Er zijn globaal twee manieren om ervoor te zorgen dat er voor iedereen voldoende voedsel voorhanden zal zijn en tegelijk te voorkomen dat deze problemen nog groter worden:

  • Meer voedingswaren consumeren die op duurzame wijze, d.w.z. zonder bovengenoemde problemen verder te vergroten, zijn voortgebracht. In de praktijk komt het er op neer dat we de consumptie van dierlijke voedselproducten moeten verminderen of er helemaal van af zouden moeten zien, omdat er veel water en landbouwgrond nodig is voor de verbouw van voedselgewassen. Ook is voor het produceren van vlees relatief erg veel plantaardig voedsel nodig per eenheid product.

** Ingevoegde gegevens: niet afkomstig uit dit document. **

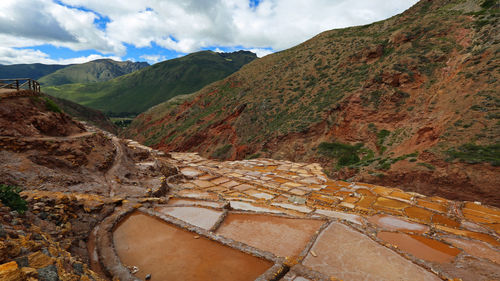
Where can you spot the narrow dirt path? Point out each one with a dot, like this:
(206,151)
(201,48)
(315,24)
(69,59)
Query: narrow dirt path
(110,175)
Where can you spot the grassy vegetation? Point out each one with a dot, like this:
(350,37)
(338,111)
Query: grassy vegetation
(9,195)
(473,154)
(133,93)
(51,105)
(91,72)
(386,163)
(222,152)
(381,136)
(427,165)
(33,71)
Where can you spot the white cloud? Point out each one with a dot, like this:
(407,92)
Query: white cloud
(152,59)
(18,56)
(260,52)
(184,26)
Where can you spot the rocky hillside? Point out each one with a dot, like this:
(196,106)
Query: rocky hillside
(33,70)
(91,72)
(411,101)
(136,92)
(86,114)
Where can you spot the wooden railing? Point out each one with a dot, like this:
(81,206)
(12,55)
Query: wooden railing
(20,84)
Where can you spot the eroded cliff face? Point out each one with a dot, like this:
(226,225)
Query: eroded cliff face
(414,98)
(103,208)
(72,176)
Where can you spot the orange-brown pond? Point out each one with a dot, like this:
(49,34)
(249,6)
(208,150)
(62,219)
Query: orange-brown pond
(421,247)
(278,235)
(171,253)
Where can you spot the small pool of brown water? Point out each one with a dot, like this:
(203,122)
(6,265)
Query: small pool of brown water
(421,247)
(171,253)
(278,235)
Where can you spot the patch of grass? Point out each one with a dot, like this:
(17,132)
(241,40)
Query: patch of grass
(345,154)
(473,154)
(9,195)
(488,4)
(253,156)
(222,152)
(381,136)
(385,164)
(427,165)
(52,106)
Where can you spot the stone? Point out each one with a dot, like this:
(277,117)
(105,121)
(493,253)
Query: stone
(475,248)
(280,236)
(300,208)
(383,203)
(201,217)
(395,223)
(342,216)
(78,268)
(48,273)
(419,214)
(349,255)
(170,253)
(190,172)
(259,194)
(421,247)
(244,206)
(39,260)
(10,272)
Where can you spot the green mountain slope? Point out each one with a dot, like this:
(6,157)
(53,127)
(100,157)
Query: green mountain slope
(34,71)
(83,113)
(91,72)
(138,91)
(412,101)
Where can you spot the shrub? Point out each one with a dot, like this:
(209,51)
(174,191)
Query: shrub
(52,106)
(345,153)
(222,152)
(472,153)
(9,195)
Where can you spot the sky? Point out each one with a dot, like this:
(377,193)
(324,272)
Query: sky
(77,31)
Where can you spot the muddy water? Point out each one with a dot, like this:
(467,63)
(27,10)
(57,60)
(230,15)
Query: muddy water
(170,253)
(421,247)
(395,223)
(94,259)
(278,235)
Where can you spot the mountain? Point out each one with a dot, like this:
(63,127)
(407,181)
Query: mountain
(34,71)
(91,72)
(136,92)
(412,101)
(83,113)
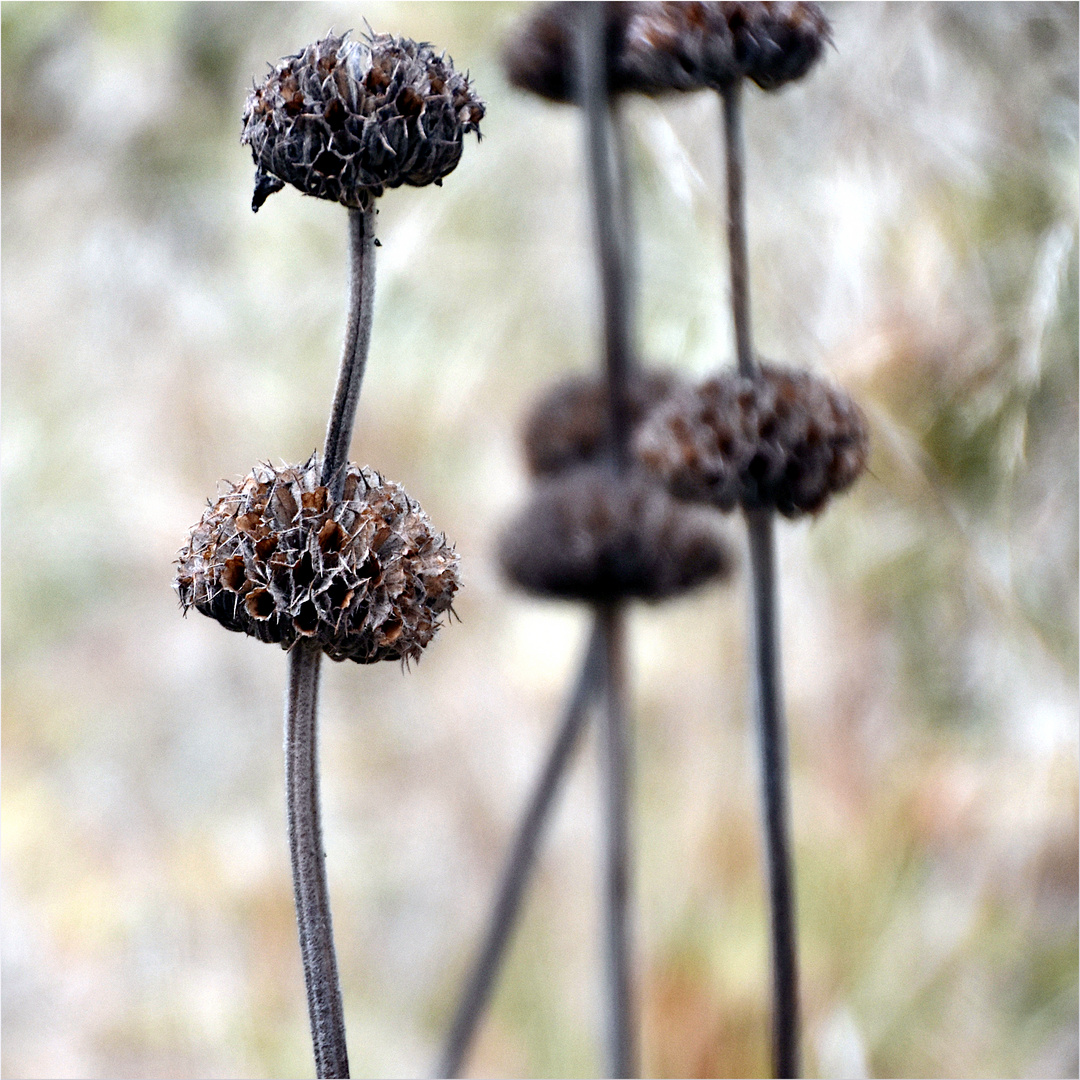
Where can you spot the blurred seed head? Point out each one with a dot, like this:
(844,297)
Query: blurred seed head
(343,120)
(568,426)
(591,535)
(655,48)
(784,439)
(366,578)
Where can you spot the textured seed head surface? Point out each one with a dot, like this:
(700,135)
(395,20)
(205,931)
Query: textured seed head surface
(343,120)
(366,578)
(568,426)
(785,440)
(658,46)
(593,536)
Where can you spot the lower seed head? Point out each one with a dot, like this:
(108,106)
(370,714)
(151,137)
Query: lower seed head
(365,578)
(593,536)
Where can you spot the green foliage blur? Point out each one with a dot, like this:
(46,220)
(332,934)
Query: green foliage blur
(913,224)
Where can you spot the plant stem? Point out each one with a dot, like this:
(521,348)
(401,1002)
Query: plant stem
(309,863)
(611,243)
(301,699)
(768,696)
(523,855)
(615,767)
(358,336)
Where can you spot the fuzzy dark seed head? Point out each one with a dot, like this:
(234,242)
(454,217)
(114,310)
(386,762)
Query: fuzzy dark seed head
(343,120)
(366,578)
(693,45)
(593,536)
(568,426)
(657,46)
(784,439)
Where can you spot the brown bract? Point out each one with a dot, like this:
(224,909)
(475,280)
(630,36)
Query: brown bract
(366,578)
(594,536)
(655,48)
(343,120)
(568,426)
(785,440)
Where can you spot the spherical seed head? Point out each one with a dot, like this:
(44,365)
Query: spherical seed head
(592,536)
(693,45)
(343,120)
(568,426)
(365,578)
(541,56)
(784,439)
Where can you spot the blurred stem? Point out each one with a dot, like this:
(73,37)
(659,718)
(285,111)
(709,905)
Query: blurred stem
(358,337)
(309,862)
(772,737)
(523,855)
(611,244)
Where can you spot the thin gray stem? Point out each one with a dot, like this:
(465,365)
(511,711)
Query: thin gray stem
(615,758)
(309,863)
(737,226)
(610,243)
(358,337)
(523,855)
(769,706)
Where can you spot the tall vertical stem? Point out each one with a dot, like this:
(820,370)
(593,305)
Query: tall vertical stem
(615,747)
(768,696)
(523,855)
(309,863)
(358,336)
(302,801)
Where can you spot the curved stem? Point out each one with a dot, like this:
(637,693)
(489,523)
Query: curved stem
(358,336)
(309,863)
(769,706)
(615,758)
(523,855)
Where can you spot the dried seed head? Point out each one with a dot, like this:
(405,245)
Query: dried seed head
(784,439)
(592,536)
(692,45)
(653,48)
(365,578)
(343,120)
(568,427)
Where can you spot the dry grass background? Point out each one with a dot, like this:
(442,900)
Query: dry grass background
(913,216)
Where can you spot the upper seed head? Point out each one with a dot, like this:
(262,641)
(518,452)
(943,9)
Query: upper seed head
(784,439)
(366,578)
(343,120)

    Alternatieven voor vlees zijn onder meer algen en andere vleesvervangers. Een alternatief dat mogelijk in de toekomst beschikbaar komt zijn pillen en brouwsels die vast voedsel kunnen vervangen. Minder of geen vis meer eten zou helpen om ecosystemen in zeeën en in rivieren te ontzien.

  • Nieuwe, duurzame technieken aanwenden om vlees en andere voedingswaren te maken. Hierin past biologische landbouw, het kweken van vis, het maken van kweekvlees en het tot of in voedingswaren verwerken van eetbare insecten.


Eindtermen voor HAVO:
Domein B: Concept schaarste (SE)
De kandidaat kan in contexten analyseren dat beperkte middelen en ongelimiteerde behoeften dwingen tot het maken van keuzes.

Domein H: Concept welvaart en groei
De kandidaat kan in contexten analyseren wat op nationaal en op mondiaal niveau de oorzaken zijn van economische groei en van de verdeling van inkomen en welvaart. Keuzes op microniveau werken door op macroniveau in elke economie die gekenmerkt wordt door wederzijds afhankelijke markten.
H2 Groei
De kandidaat kan in contexten herkennen en toepassen:
2.1 economische structuurontwikkeling en de groei van het BBP door inzet van de productiefactoren;
2.2 het steeds groter wordende belang van menselijk kapitaal en technologische ontwikkeling als determinanten van economische groei en van groei van de arbeidsproductiviteit;
2.3 het bestaan van productiviteitsverschillen tussen landen;
2.4 convergentie en divergentie van ontwikkelingslanden en ontwikkelde landen aan de hand van de ontwikkeling van en determinanten voor het BBP;

Eindtermen voor VWO:
Domein H: Concept Welvaart en Groei
De kandidaat kan in contexten analyseren wat op nationaal en op mondiaal niveau de oorzaken zijn van economische groei en van de verdeling van inkomen en welvaart. Keuzes op macroniveau in elke economie die gekenmerkt wordt door wederzijds afhankelijke markten.
H3: Groei
De kandidaat kan in contexten herkennen en toepassen:
3.1 structuurontwikkeling en de groei van het BBP door inzet van de productiefactoren arbeid , natuur, kapitaal, ondernemerschap en de relatie tussen de zowel de kwantitatieve als kwalitatieve veranderingen van deze productiefactoren (aanbodfactoren),
3.4 Indicatoren die de kwaliteit van de productiefactor kapitaal en/of productiviteit bepalen, zoals:
- onderzoek en ontwikkeling
- internationalisering
- creatieve destructie en (duurzame) innovatie
3.5 Indicatoren die de kwantiteit van de productiefactor kapitaal bepalen, zoals;
- investeringen (uitbreiding- en/of vervangingsinvesteringen)
- investeringsklimaat
- stimuleringsmaatregelen

 


 

  • De leerlingen kunnen meerdere problemen benoemen en beschrijven die zijn ontstaan bij de voedselproductie zoals die nu plaatsvindt.
  • De leerlingen kunnen uitleggen hoe veranderingen in eetgedrag ertoe kunnen bijdragen dat de voedselproductie kan blijven toenemen en hoe tegelijk die problemen worden aangepakt.
  • De leerlingenkunnen voorbeelden van technische vernieuwing in de voedselproductie benoemen en beschrijven, die ertoe bijdragen dat de voedselproductie kan blijven toenemen en tegelijk aangeven hoe die problemen worden aangepakt.
  • De leerlingen hebben gezien hoe de Verenigde Naties proberen het doel om uiterlijk in 2030 honger en ondervoeding de wereld uit te helpen, te behalen.

 


 
De leerlingen hebben de opdracht in de les goed gemaakt als de gerechten op hun dagmenu allemaal voldoen aan de eisen die volgen uit het uitgangspunt aan de hand waarvan ze het menu hebben samengesteld.